In conclusion, we will bring up suggestion for the best business actions and strategies we could make based on the RDD analysis.
Data processing and some assumptions.
The problem of the raw Tripadvisor rating dataset was 1) High variance of the data, and 2) A lot of ‘0’, or very small number of view postings. Causal relationship between rating and view could be measured under fully controlled environment - all the other features of posting should be equal other than the ‘rating’. However, in platform environment all hotel listing are not listed in equal context. Number of hotels customers view are limited, and therefore a lot of hotels are not having enough exposure to the users.
Therefore, this project go through data processing to issue 2 major issues.
- We will only look into cutoff above 3.5 ratings - Since most of the listing & filtering logic prioritize rating, people are less likely to be exposed with low rating hotels - we observe majority of hotles under 3.5 rating have 0 or close to 0 views.
- Aggregate hotels by binning to the closest 0.05 rating – To reduce noise and enhance visibility of the underlying patterns, we average hotels with very similar ratings (within 0.05). At first glance, this may appear to conflict with the RDD assumption, which expects low variance in outcomes for units near the cutoff. However, in our context, we believe the high variability in the raw data is not due to inherent randomness, but rather due to exposure inequality—some hotels receive significantly fewer views due to how the platform surfaces listings. To address this, we carefully chose a small bin size (0.05) to smooth the data just enough without distorting potential discontinuities.

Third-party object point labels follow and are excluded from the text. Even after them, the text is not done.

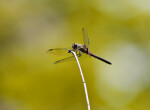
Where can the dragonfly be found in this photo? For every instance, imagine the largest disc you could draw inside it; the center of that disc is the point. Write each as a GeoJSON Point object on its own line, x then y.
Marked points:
{"type": "Point", "coordinates": [78, 48]}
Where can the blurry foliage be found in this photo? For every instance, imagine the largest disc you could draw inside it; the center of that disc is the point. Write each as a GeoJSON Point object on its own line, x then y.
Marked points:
{"type": "Point", "coordinates": [29, 80]}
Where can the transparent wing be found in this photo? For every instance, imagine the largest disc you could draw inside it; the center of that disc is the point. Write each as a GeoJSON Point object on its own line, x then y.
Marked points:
{"type": "Point", "coordinates": [58, 51]}
{"type": "Point", "coordinates": [65, 60]}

From the figure above, we could see that after binning the data noise has been reduced.
By cutting off range of the only from 3.5 to 4.0, we could more clearly see that patterns of discontinuity at bubble rating cutoffs (3.75, 4.25, 4.75).
Methodology - Parametric RDD analysis
Regression Discontinuity Design is a methodology to measure causal effect of treatment over the cutoff of the ‘running variable’. Without treatment, we assume that dependent variable (e.g. views, or clicks) should have steady or continuous patterns over running variable - for our case, views increase continuously over the rating. However, if the treatment intervenes in certain cutoff, or threshold, it will change the amount of effect (treatment effect - the ‘lift’), and ‘sensitivity’ of running variable’s impact on dependent varuable, which is $\frac{dy}{dx}$. This could be formulated as: \(y = \beta_0 + \beta_1 \cdot \text{Treatment} + \beta_2 \cdot (x-c) + \beta_3 \cdot \text{Treatment} \cdot (x - c) + \epsilon\) Where $c$ is cutoff. From the example RDD plot below, we could measure the following with the coefficients from the regression above:
 | Measure | Interpretation |
---|---|---|
$\beta_R$ | $\beta_2 + \beta_3$ | Slope after treatment: sensitivity of views on rating after treatment. |
$\beta_L$ | $\beta_2$ | Slope before treatment: sensitivity of views on rating before treatment. s |
$\tau$ | $\beta_1$ | Treatment effect on the cutoff |
In this project, we utilized parametric RDD which takes entire range of the data before and after the cutoff, to run regression. Non-parametric RDD is usually more recommended because of the following 2 advantages:
- Non-parametric does not assume linear relationship of entire dataset - Since non-parametric RDD only run regression taking local bandwidth around the cutoff, it is less prone to the distortion of true relationship of dataset.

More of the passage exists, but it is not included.